ADHD児の脳の構造変化は男女で異なる

新しい画像研究によると.注意欠陥多動性障害(ADHD)の少年少女には.臨床症状の性差と一致する脳の構造の違いがある。 米国ケネディ・クリーガー研究所のモストフスキー博士らの研究チームは.この研究結果を『ニューロイメージ・クリニカル』誌の最新号に発表した。 脳の構造を調べる性差に焦点を当てたADHD研究は.主に機能的な比較に焦点を当てており.ADHDの少年少女の脳の構造的な違いを評価した研究はほとんどない。 この研究では.研究者らは8~12歳の226人の小児を対象に.3T磁化急速勾配エコー(MP-RAGE)MRIを用いて脳スキャンを行った。 この中には.29人の女児を含む93人のADHD患者と.42人の女児を含む133人の正常発達児が含まれていた。 新たに開発された自動前頭葉マッピングを用いて.研究者らは.ADHDの女児では同性の健常対照者に比べて前頭前野の総面積が全体的に減少しているのに対し.男児ではこのような変化は見られないことを発見した。 その結果.運動前野の総面積は.同性の健常対照者に比べてADHDの男児では全体的に減少していたが.女児ではこの変化は認められなかった。 運動前野面積の減少は.男児では主に両側の運動前野皮質領域で見られたのに対し.女児では前頭前野面積の減少は主に両側の補足運動複合領域で見られた。 皮質の厚さについては.両群間に有意差はなかった。 研究者らは.この違いは単に同年齢の男女における発達段階の違いを表しているのではないかと推測している。 女児が男児より早く成熟することはよく知られているが.このパターンには脳構造と関連機能の早期成熟も含まれ.運動機能は前頭前野構造より早く成熟する。

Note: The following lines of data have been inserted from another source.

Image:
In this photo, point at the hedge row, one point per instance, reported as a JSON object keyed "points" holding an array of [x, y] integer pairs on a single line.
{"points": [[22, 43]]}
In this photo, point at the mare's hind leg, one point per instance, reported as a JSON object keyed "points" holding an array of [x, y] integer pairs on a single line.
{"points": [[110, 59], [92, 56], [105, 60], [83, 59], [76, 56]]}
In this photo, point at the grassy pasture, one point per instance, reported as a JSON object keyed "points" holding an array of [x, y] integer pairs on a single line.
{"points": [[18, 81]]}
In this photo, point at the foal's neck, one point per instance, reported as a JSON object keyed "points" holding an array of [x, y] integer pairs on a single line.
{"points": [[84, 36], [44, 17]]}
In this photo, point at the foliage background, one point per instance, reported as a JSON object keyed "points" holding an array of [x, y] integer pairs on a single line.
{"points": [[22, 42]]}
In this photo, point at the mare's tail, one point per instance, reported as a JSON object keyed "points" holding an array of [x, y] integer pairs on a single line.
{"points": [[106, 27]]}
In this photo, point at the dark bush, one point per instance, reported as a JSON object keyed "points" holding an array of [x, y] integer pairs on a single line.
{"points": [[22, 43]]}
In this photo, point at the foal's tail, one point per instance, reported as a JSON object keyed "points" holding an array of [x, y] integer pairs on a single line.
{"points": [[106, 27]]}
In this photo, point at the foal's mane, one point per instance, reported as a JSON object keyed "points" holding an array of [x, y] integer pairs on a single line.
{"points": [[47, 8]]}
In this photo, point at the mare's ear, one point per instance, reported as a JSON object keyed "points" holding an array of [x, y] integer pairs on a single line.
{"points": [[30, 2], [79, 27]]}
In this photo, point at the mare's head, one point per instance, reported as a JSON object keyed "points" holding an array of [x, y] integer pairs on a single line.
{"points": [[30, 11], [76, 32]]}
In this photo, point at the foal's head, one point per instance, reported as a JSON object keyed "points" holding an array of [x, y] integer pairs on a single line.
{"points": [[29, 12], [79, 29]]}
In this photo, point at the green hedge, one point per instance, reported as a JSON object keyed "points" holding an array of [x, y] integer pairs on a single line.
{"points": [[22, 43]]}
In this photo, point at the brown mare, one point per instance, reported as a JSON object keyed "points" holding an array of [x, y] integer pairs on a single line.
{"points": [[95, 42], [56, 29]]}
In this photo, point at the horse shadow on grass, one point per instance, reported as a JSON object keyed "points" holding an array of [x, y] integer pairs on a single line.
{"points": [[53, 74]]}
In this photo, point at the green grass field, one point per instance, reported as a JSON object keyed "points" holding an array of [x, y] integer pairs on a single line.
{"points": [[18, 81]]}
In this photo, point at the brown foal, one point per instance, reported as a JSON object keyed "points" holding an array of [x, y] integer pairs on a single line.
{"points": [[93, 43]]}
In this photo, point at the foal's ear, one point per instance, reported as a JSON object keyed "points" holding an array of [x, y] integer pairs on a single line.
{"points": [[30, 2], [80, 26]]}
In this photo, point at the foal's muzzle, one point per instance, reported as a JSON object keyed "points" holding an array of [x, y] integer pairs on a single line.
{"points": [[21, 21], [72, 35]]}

このことを考えると.女児ではより早い年齢で.男児が後に発現するのと同様の運動関連の問題が見られるかもしれない。 この思春期前の時期に見られる違いが.発達の遅れによるものかどうかを調べるためには.追跡調査を伴う縦断的研究を理解する必要がある。 しかし.たとえ限定的であったとしても.ADHDの男児と女児における機能の差は.実質的な証拠によって裏付けられるべきである。 研究者らは.臨床的には.男児は混合型と診断されることが多く.多動性/衝動性の症状を示すのに対し.ADHDの女児は注意欠陥優位型と診断される傾向があると指摘した。 今回の研究では.ADHD患者の約70%が.試験実施中に興奮性薬物を投与された。研究者らは.前頭前野の表面積に対する薬物の有意な影響はなかったと結論づけたが.薬物を投与されたADHD患者の前頭前野と正常対照者の前頭前野との差はより大きかった。 この試験について.米国ニューヨーク州立大学児童青年精神医学研修プログラムのGalanter博士は.「この研究は非常に有望であり.ADHDの少年少女がどのように異なる症状を示すかをよりよく理解することの重要性を強調しています。 慎重な医師として.私たちはデータを用いて意思決定に影響を与えるべきです。